Staying Organized as a Developer

I’m an employee, a wife, a mom, and a person who naturally has very little organizational skills. Left to my own devices, I don’t have a messy house, but I regularly wouldn’t know where anything was.


My day to day tasks are usually dictated by whatever the Jira board has for my tickets, which are usually really broad features to work on. I would use an app like Reminders to make personal, work, and long term to-do lists. If I was working on a ticket for, say, getting Jenkins up and running, my Reminders list would look like this:

One of the limitations of Reminders is that once you complete a task, it goes away. This intuitively seems like a good thing – if it’s done, why would you care? The problem for me is that I DON’T REMEMBER IF I DID A THING. Just like I like seeing a commit history in a repo, I like seeing a historical log of what I’ve done.

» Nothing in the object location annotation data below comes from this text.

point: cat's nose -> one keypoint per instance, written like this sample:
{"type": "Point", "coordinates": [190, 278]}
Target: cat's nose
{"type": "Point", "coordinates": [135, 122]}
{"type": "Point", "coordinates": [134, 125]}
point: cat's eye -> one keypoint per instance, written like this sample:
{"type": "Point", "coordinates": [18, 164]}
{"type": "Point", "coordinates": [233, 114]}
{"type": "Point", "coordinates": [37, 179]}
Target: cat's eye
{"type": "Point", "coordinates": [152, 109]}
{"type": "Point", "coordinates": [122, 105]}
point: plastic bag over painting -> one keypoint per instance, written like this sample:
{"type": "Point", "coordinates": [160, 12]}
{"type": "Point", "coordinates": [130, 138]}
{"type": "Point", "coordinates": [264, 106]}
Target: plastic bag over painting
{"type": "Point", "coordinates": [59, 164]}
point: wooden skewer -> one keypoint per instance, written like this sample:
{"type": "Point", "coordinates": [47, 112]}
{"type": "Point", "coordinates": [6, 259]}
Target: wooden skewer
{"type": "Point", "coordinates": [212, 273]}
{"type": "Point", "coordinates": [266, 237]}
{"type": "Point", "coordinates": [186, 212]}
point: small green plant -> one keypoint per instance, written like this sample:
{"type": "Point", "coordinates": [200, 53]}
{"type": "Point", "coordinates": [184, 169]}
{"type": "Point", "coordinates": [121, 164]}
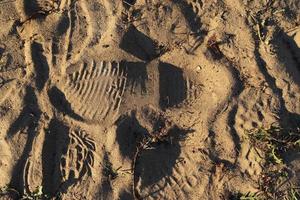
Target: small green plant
{"type": "Point", "coordinates": [275, 141]}
{"type": "Point", "coordinates": [36, 195]}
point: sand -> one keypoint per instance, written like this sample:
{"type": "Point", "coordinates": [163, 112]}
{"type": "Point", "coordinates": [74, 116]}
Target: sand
{"type": "Point", "coordinates": [146, 99]}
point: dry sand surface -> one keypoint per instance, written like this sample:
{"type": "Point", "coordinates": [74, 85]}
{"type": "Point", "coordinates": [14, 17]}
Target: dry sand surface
{"type": "Point", "coordinates": [150, 99]}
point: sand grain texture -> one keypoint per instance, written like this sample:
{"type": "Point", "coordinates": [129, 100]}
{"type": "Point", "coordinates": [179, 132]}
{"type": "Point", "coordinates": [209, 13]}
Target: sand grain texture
{"type": "Point", "coordinates": [144, 99]}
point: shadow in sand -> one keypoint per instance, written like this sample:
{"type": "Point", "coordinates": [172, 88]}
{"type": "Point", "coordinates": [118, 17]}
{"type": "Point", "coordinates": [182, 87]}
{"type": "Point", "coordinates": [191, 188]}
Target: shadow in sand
{"type": "Point", "coordinates": [40, 65]}
{"type": "Point", "coordinates": [136, 76]}
{"type": "Point", "coordinates": [125, 195]}
{"type": "Point", "coordinates": [153, 163]}
{"type": "Point", "coordinates": [191, 17]}
{"type": "Point", "coordinates": [129, 134]}
{"type": "Point", "coordinates": [27, 120]}
{"type": "Point", "coordinates": [172, 85]}
{"type": "Point", "coordinates": [139, 45]}
{"type": "Point", "coordinates": [59, 101]}
{"type": "Point", "coordinates": [158, 161]}
{"type": "Point", "coordinates": [54, 146]}
{"type": "Point", "coordinates": [288, 54]}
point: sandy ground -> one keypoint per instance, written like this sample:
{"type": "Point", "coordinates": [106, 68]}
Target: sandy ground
{"type": "Point", "coordinates": [149, 99]}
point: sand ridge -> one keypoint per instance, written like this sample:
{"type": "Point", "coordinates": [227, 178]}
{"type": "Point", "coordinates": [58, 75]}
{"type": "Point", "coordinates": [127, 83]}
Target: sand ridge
{"type": "Point", "coordinates": [145, 99]}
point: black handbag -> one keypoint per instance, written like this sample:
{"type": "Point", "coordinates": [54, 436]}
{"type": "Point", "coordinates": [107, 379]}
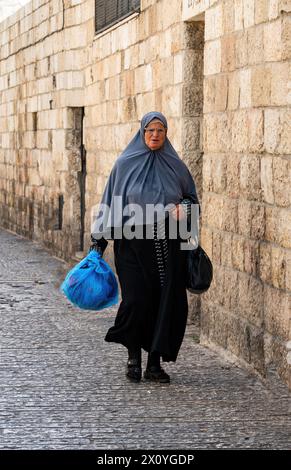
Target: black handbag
{"type": "Point", "coordinates": [199, 271]}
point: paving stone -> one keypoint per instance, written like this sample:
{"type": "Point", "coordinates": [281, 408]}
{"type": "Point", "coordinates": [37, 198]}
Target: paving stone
{"type": "Point", "coordinates": [63, 387]}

It was at about this time that I read a book called Getting Things Done by David Allen. I also read a blog post by Zapier on how to use a tool called OmniFocus which looked like it did everything I wished Reminders could do.

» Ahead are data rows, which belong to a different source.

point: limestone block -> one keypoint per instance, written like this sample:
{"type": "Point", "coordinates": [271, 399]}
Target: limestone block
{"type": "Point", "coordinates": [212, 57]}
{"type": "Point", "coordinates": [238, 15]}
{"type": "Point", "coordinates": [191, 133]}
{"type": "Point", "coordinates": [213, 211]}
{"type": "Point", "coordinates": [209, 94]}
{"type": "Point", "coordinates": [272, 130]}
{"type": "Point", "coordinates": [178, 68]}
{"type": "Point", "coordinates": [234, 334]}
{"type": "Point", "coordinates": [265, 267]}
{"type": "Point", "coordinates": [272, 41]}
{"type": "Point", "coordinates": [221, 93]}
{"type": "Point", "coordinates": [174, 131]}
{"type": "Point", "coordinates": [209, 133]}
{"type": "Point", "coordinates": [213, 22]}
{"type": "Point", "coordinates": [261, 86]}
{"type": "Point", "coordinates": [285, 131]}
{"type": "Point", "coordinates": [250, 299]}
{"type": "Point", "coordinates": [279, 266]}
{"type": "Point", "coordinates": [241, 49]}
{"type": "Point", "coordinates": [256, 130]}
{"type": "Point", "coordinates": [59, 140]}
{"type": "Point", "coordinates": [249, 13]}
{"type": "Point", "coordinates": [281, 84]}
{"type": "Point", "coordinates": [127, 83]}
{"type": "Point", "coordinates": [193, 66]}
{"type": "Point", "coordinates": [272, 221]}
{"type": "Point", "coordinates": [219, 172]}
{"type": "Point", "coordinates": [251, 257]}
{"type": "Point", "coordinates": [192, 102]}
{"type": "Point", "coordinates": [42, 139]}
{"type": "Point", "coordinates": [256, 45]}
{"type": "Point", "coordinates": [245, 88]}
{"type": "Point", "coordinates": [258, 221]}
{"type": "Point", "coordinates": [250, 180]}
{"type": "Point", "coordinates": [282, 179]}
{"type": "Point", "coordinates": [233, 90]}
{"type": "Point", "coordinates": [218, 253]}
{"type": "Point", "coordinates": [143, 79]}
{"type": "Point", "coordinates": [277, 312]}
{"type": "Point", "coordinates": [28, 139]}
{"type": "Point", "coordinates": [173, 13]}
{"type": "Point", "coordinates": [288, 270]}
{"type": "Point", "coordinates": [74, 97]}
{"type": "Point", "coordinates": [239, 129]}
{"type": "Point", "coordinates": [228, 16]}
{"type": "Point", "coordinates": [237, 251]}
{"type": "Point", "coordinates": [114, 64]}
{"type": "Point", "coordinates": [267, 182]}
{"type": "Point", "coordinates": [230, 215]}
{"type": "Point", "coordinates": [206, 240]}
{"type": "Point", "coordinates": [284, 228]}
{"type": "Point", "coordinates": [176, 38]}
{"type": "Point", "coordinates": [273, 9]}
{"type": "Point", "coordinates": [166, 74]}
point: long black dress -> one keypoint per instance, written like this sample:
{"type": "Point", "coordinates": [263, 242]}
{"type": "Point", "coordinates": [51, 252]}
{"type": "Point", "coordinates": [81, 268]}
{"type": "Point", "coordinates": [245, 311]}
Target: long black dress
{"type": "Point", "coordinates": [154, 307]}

“Your mind is for having ideas, not holding them.”

David Allen, Getting Things Done

Here’s an example of how I use OmniFocus for work:

You can put due dates, set up flags for high priority items, set up as many of those nested items as you would like. You can also add tags to any of the items, but I don’t tend to do that for my work set up as I have it separated by project anyway. I also put the ticket number/link, if there is a Jira ticket, that is associated with a task.

I now do this system for every single part of my life, not just for work stuff. As soon as I have a thought I put it in OmniFocus. I don’t forget to do things as much because I record literally everything in my life. Need to set up my kid’s birthday party? Make a project, jot it down, call it good. Find an article but don’t have time to read it just yet? Make a task, put the url in, done. My mental energy gets spent on creative problem solving, not juggling projects, timelines, and junk.

Staying organized is hard, and a big revelation for me is that it is hard for everybody. Starting a new organization system can be extra hard, but once you become accustomed to putting things in a system you may find that your life gets less complicated and more automated.